Abstract
Importance: Few US studies have reexamined risk factors for SARS-CoV-2 positivity in the context of widespread vaccination and new variants or considered risk factors for cocirculating endemic viruses, such as rhinovirus.
Objectives: To evaluate how risk factors and symptoms associated with SARS-CoV-2 test positivity changed over the course of the pandemic and to compare these with the risk factors associated with rhinovirus test positivity.
Design, Setting, and Participants: This case-control study used a test-negative design with multivariable logistic regression to assess associations between SARS-CoV-2 and rhinovirus test positivity and self-reported demographic and symptom variables over a 25-month period. The study was conducted among symptomatic individuals of all ages enrolled in a cross-sectional community surveillance study in King County, Washington, from June 2020 to July 2022.
Exposures: Self-reported data for 15 demographic and health behavior variables and 16 symptoms.
Main Outcomes and Measures: Reverse transcription–polymerase chain reaction–confirmed SARS-CoV-2 or rhinovirus infection.

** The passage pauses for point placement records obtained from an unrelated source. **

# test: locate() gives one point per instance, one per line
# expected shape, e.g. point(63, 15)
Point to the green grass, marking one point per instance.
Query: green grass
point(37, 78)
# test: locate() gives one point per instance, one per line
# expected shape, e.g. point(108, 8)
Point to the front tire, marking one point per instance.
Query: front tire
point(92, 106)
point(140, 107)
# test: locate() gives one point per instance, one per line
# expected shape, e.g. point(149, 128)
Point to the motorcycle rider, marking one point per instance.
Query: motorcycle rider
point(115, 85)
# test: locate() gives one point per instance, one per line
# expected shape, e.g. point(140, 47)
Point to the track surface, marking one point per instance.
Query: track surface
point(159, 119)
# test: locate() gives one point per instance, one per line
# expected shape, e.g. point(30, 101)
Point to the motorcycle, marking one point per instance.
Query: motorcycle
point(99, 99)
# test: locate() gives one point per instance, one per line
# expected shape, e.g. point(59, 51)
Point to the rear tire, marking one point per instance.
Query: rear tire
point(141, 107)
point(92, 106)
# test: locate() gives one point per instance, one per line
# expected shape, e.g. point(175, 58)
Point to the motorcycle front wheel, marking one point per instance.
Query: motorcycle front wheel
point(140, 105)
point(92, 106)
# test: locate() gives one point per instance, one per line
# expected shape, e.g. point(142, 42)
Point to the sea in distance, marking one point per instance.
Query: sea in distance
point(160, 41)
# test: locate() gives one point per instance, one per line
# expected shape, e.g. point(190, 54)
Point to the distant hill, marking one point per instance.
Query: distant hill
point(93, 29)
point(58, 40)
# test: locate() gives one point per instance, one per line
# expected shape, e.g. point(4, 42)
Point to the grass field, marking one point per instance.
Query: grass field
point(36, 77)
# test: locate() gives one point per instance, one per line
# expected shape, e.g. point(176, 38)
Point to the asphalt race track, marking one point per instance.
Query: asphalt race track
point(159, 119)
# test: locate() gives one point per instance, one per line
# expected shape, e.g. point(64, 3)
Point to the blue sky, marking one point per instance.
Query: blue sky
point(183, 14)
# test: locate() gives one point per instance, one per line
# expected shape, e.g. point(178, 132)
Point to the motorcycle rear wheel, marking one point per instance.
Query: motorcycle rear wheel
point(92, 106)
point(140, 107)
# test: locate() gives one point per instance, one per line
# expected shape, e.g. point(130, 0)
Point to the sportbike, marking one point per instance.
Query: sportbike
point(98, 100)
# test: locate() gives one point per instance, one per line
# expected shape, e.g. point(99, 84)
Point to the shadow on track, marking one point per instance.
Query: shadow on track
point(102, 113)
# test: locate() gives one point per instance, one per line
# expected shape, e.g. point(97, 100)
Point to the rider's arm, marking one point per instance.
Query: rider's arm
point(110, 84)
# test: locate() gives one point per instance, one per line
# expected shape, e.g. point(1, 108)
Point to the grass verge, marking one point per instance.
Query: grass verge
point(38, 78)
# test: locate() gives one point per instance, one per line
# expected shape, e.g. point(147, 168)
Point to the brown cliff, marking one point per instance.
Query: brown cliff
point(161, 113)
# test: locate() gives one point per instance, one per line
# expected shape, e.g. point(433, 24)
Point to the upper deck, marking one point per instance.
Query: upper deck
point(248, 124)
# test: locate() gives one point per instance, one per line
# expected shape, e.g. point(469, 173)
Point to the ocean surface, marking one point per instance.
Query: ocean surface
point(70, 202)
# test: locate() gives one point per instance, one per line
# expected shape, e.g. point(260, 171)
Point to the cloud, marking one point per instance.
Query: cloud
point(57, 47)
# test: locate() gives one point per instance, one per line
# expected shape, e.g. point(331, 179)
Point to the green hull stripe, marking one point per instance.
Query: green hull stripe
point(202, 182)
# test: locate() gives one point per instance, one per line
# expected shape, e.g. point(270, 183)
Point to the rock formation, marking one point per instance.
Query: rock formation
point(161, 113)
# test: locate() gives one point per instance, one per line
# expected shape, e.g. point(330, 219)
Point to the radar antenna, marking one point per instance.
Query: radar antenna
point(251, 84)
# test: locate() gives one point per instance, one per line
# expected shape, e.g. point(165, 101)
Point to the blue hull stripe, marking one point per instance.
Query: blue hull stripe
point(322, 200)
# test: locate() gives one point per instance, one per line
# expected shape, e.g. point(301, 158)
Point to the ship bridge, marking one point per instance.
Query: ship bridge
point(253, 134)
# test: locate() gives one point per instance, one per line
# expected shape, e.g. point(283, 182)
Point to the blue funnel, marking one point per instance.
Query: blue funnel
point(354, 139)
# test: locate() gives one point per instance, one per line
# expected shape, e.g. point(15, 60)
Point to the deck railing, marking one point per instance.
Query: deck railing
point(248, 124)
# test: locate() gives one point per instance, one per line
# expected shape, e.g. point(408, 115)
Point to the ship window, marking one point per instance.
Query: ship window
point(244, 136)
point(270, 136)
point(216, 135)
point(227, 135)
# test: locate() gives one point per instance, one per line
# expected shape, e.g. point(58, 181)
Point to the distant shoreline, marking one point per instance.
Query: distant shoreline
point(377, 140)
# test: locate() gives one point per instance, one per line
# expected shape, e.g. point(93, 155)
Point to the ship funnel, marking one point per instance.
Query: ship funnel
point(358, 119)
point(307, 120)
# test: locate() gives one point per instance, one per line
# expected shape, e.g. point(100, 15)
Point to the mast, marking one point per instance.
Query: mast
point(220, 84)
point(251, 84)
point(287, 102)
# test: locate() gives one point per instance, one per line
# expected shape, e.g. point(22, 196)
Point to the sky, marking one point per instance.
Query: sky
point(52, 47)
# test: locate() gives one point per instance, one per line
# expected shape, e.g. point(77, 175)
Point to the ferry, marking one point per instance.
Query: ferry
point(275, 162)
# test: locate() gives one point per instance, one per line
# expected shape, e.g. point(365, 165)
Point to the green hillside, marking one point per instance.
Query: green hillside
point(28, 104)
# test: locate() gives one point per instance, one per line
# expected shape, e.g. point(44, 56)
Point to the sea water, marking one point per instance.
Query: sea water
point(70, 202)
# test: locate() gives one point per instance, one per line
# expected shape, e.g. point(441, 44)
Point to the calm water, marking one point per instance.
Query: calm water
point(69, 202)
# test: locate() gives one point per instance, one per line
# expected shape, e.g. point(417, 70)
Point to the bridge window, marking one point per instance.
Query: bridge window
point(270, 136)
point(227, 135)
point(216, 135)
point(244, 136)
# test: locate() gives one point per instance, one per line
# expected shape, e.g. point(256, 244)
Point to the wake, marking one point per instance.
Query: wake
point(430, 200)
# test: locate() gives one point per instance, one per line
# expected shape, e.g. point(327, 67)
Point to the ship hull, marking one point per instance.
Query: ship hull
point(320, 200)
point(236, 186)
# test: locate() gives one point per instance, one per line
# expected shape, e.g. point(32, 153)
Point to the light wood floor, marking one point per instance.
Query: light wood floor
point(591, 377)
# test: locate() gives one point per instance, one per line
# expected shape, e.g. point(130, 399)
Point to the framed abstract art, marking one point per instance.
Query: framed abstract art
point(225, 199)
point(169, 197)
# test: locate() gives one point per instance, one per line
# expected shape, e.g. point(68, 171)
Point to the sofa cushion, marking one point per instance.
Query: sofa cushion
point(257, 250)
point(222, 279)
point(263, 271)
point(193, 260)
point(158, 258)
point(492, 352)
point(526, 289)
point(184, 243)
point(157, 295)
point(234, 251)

Results: Analyses included data from 23,498 individuals. The median (IQR) age of participants was 34.33 (22.42-45.08) years, 13 878 (59.06%) were female, 4018 (17.10%) identified as Asian, 654 (2.78%) identified as Black, and 2193 (9.33%) identified as Hispanic. Close contact with an individual with SARS-CoV-2 (adjusted odds ratio [aOR], 3.89; 95% CI, 3.34-4.57) and loss of smell or taste (aOR, 3.49; 95% CI, 2.77-4.41) were the variables most associated with SARS-CoV-2 test positivity, but both attenuated during the Omicron period. Contact with a vaccinated individual with SARS-CoV-2 (aOR, 2.03; 95% CI, 1.56-2.79) was associated with lower odds of testing positive than contact with an unvaccinated individual with SARS-CoV-2 (aOR, 4.04; 95% CI, 2.39-7.23). Sore throat was associated with Omicron infection (aOR, 2.27; 95% CI, 1.68-3.20) but not Delta infection. Vaccine effectiveness for participants fully vaccinated with a booster dose was 93% (95% CI, 73%-100%) for Delta, but not significant for Omicron. Variables associated with rhinovirus test positivity included being younger than 12 years (aOR, 3.92; 95% CI, 3.42-4.51) and experiencing a runny or stuffy nose (aOR, 4.58; 95% CI, 4.07-5.21). Black race, residing in south King County, and households with 5 or more people were significantly associated with both SARS-CoV-2 and rhinovirus test positivity.
Conclusions and Relevance: In this case-control study of 23,498 symptomatic individuals, estimated risk factors and symptoms associated with SARS-CoV-2 infection changed over time. There was a shift in reported symptoms between the Delta and Omicron variants as well as reductions in the protection provided by vaccines. Racial and sociodemographic disparities persisted in the third year of SARS-CoV-2 circulation and were also present in rhinovirus infection. Trends in testing behavior and availability may influence these results.